The models are trained with nn.DataParallel on the same device. When trying training it on seperate CUDA devices the same problem occured.

    criterion = nn.BCELoss()
    optimizer_t = optim.AdamW(student.parameters(),lr=teacher.lr,weight_decay=teacher.wgt_decay)
    optimizer_s = optim.AdamW(student.parameters(),lr=student.lr,weight_decay=student.wgt_decay)
# TRAINING #
            if train_network:
                teacher.train()
                student.train()
            else:
                student.eval()
                teacher.eval()
            for i, data in enumerate(trainloader, 0):
                iTot += 1
                inputs, labels = data[0].to(device), data[1].to(device)  # assign device (X)
                inputs = (inputs - torch.from_numpy(m)[np.newaxis, np.newaxis, :].to(device)) / torch.sqrt(
                    torch.from_numpy(v)[np.newaxis, np.newaxis, :].to(device))

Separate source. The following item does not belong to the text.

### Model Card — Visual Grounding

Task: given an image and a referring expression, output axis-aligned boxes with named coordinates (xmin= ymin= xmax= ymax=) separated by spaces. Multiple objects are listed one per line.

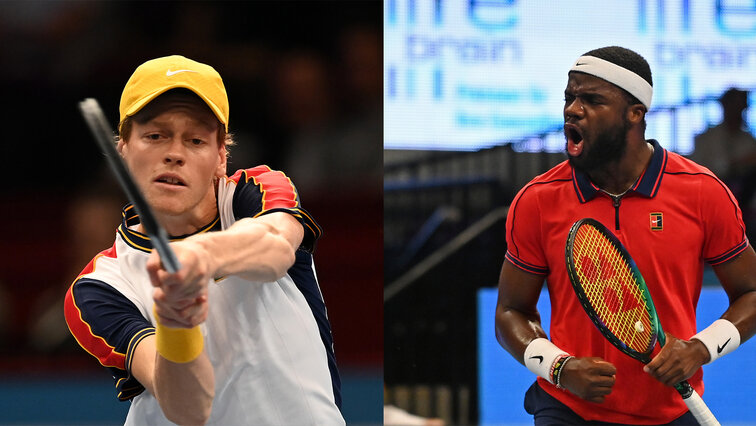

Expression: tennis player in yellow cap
xmin=65 ymin=55 xmax=344 ymax=425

                sequences += inputs.shape[0]
                frames += inputs.shape[0] * inputs.shape[1]
                hours += (inputs.shape[0] * inputs.shape[1]) * (
                        trainset.datasets[0].frShift / trainset.datasets[0].fs) / (60 * 60)
                # teacher training
                outputs_teacher = teacher(inputs)
                outputs_teacher = outputs_teacher[0]
                optimizer_t.zero_grad()
                teacher_loss = criterion(outputs_teacher, labels)
                teacher_loss.backward()
                optimizer_t.step()
                torch.cuda.empty_cache()

                
                # student training
                optimizer_s.zero_grad()
                outputs, transmitted_feat = student(inputs.detach())  # ap = after pooling != amplitude phase
                student_loss = criterion(outputs, labels.detach())
                
                loss2 = student_loss + teacher_loss

                loss2.backward()
                optimizer_s.step()
                torch.cuda.empty_cache()

Help will be much appreciated.

The problem was solved by doing input.detach() and label.detach()